帰国後の活動から2015年07月01日 05時52分58秒

20日(土)に関空に付くと、そのままいずみホールへ。その日はバッハ・オルガン作品全曲演奏会の当日で、ステージに間に合わせることが、絶対条件でした。とぼとぼ歩きで、リハーサルへ。出演者は小柄な韓国女性、오자경(オ・チャギョン)さんです。

到着と並んで心配だったのは、バッハゆかりの教会でオルガン・コンサートを聴いてきた自分が、日本のコンサート・ホールのオルガンに失望しないだろうか、ということでした。演奏者がアジア人だけに、なおさらです。

しかしそれは、杞憂でした。♯調の曲を集め、それらが「バッハ好みのロ短調」に向かっていくという選曲の構想をオさんは見事に踏まえてくださっていて、基礎のしっかりした音楽性で、潤いのある演奏をされたのです。とりわけ最後のロ短調フーガは、正確無比のテンポの上にフーガが端正かつ壮大に築かれ、まさに大伽藍の趣きでした。

韓国の古楽事情は日本より20年遅れているとおっしゃっておられましたが、こういう正統的な方が指導的地位にあるのなら、着実に成長することでしょう。彼女の存在を本当はわれわれが知るべきなのに、ヴォルフ先生から教えられるとは。シリーズの視野が、世界にもうひとつ広がったコンサートでした。

日曜日からもイベントだの、授業だのが連なっていて休めません。
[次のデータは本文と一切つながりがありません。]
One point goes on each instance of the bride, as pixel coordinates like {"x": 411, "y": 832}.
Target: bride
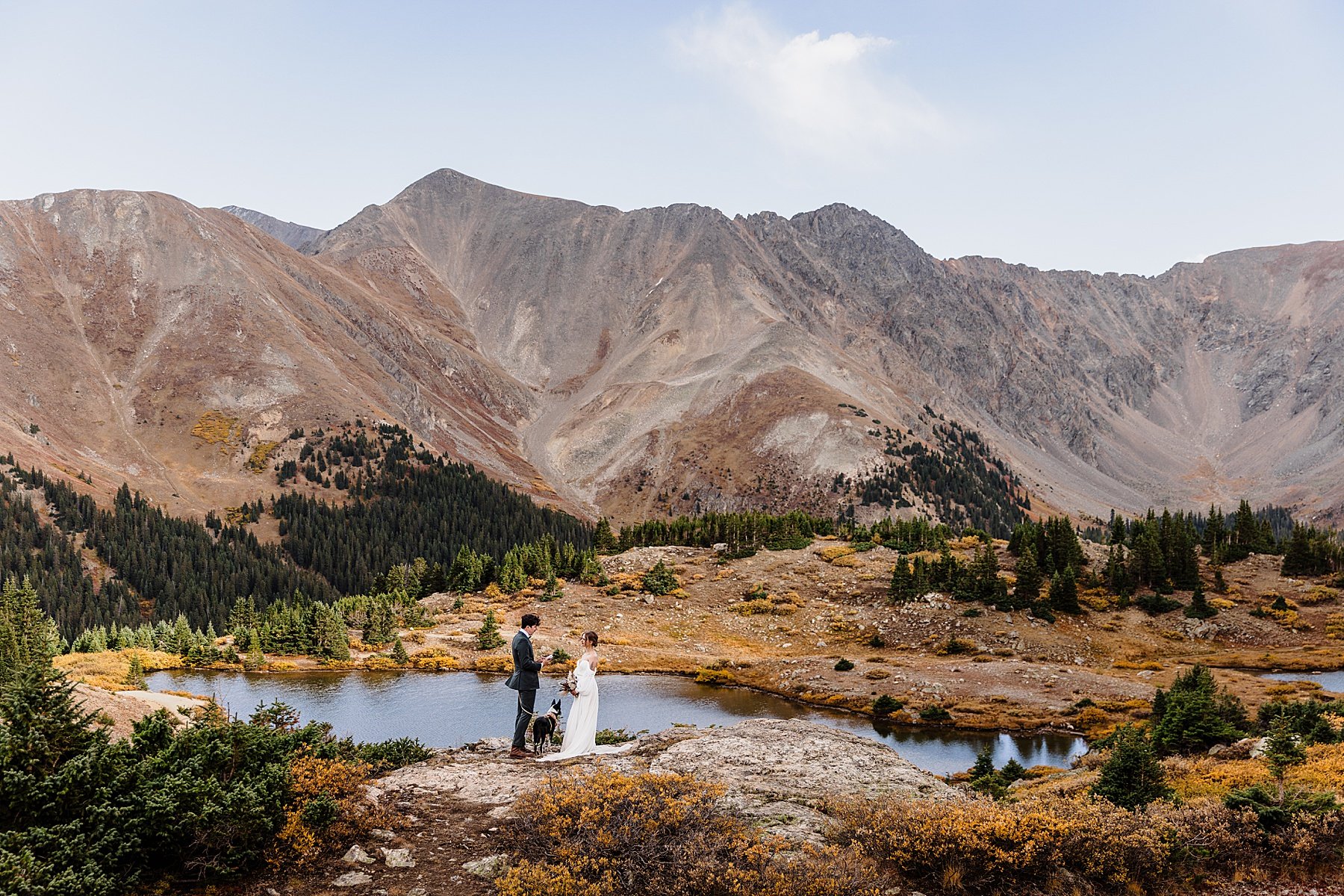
{"x": 581, "y": 731}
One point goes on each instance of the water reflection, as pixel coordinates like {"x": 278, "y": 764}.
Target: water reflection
{"x": 449, "y": 709}
{"x": 1332, "y": 682}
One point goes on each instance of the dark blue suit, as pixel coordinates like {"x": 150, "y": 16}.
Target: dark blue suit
{"x": 526, "y": 682}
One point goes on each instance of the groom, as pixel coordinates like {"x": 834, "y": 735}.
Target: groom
{"x": 524, "y": 682}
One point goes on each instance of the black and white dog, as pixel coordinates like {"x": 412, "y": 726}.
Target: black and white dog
{"x": 544, "y": 726}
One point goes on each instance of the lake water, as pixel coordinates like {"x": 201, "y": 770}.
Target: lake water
{"x": 448, "y": 709}
{"x": 1332, "y": 682}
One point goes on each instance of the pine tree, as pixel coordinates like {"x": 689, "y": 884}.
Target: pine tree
{"x": 660, "y": 579}
{"x": 512, "y": 575}
{"x": 378, "y": 628}
{"x": 1283, "y": 750}
{"x": 1195, "y": 715}
{"x": 488, "y": 637}
{"x": 27, "y": 635}
{"x": 1027, "y": 590}
{"x": 604, "y": 539}
{"x": 1132, "y": 777}
{"x": 1199, "y": 608}
{"x": 553, "y": 588}
{"x": 134, "y": 679}
{"x": 255, "y": 659}
{"x": 984, "y": 763}
{"x": 1063, "y": 593}
{"x": 902, "y": 588}
{"x": 1216, "y": 535}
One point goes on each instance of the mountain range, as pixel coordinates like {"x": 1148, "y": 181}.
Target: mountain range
{"x": 655, "y": 361}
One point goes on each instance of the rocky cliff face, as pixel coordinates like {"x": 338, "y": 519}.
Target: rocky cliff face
{"x": 287, "y": 231}
{"x": 667, "y": 356}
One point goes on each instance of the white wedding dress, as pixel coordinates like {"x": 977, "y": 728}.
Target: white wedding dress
{"x": 581, "y": 729}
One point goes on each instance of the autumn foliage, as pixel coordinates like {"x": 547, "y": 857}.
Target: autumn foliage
{"x": 606, "y": 833}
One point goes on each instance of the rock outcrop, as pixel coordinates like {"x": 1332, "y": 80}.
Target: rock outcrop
{"x": 776, "y": 771}
{"x": 662, "y": 356}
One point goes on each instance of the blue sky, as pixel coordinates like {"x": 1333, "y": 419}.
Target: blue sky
{"x": 1095, "y": 136}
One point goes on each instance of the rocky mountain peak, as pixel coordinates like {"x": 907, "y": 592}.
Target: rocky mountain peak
{"x": 287, "y": 231}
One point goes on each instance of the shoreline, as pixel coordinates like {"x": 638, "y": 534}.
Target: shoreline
{"x": 813, "y": 704}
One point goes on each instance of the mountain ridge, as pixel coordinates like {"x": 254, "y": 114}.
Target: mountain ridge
{"x": 606, "y": 347}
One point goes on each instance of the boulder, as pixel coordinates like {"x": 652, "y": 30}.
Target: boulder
{"x": 396, "y": 857}
{"x": 352, "y": 879}
{"x": 490, "y": 867}
{"x": 356, "y": 856}
{"x": 777, "y": 771}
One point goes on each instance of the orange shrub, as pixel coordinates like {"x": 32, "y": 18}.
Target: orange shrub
{"x": 326, "y": 808}
{"x": 605, "y": 833}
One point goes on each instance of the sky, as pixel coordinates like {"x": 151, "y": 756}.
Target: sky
{"x": 1108, "y": 137}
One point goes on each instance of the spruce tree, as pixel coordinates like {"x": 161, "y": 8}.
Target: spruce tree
{"x": 660, "y": 579}
{"x": 488, "y": 637}
{"x": 1199, "y": 608}
{"x": 1063, "y": 593}
{"x": 1027, "y": 590}
{"x": 255, "y": 659}
{"x": 1195, "y": 714}
{"x": 512, "y": 576}
{"x": 134, "y": 679}
{"x": 1132, "y": 777}
{"x": 27, "y": 635}
{"x": 604, "y": 539}
{"x": 902, "y": 588}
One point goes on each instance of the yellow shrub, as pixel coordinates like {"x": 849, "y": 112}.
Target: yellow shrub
{"x": 1209, "y": 777}
{"x": 261, "y": 457}
{"x": 1097, "y": 600}
{"x": 1320, "y": 594}
{"x": 714, "y": 676}
{"x": 1335, "y": 626}
{"x": 494, "y": 664}
{"x": 334, "y": 781}
{"x": 999, "y": 847}
{"x": 1323, "y": 770}
{"x": 1152, "y": 665}
{"x": 214, "y": 428}
{"x": 436, "y": 664}
{"x": 108, "y": 669}
{"x": 591, "y": 835}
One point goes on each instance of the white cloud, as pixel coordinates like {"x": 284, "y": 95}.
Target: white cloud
{"x": 823, "y": 96}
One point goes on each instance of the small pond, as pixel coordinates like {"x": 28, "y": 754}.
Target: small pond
{"x": 1332, "y": 682}
{"x": 448, "y": 709}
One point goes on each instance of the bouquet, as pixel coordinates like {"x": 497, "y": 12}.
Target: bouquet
{"x": 570, "y": 685}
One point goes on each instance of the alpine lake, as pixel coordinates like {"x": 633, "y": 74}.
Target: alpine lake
{"x": 455, "y": 709}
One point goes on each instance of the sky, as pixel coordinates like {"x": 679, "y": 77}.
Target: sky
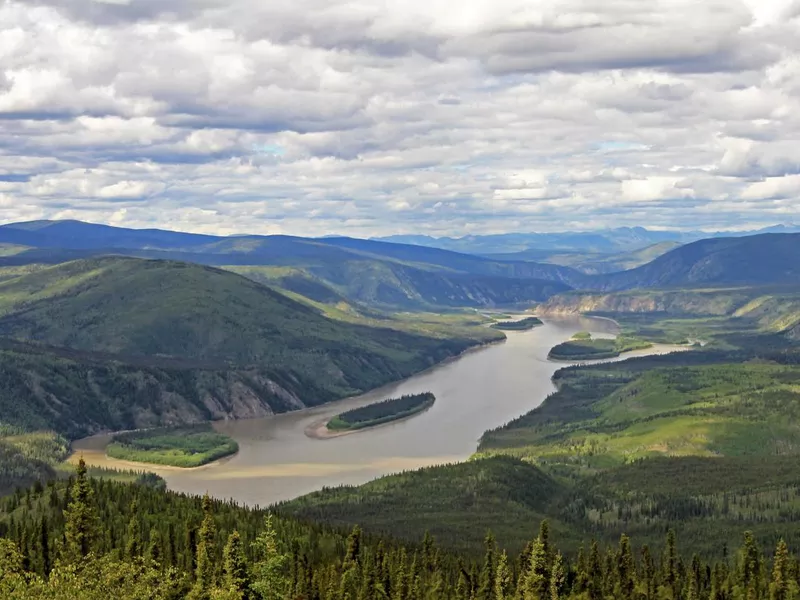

トピックを申しますと、日本モーツァルト協会におけるピアノ協奏曲論が、26日で終了しました。3月のピアノ教育連盟講演を基礎にし、さらに調べを加えて全協奏曲をたどったのですが、おかげでたいへん勉強になり、諸作品がそれぞれ、内包する方向性や工夫とともに、個性的所産として眼に映じてきました。よき聴き手を得て、勉強したなあという実感のもてる講演でした。

でもどうやら、バッハに集中するタイミングを失ったようです。モーツァルトの仕事も、結局継続してゆくことになりそう。ともあれいま先決なのは、いまだどっぷりとはまっている時差を解消することですが。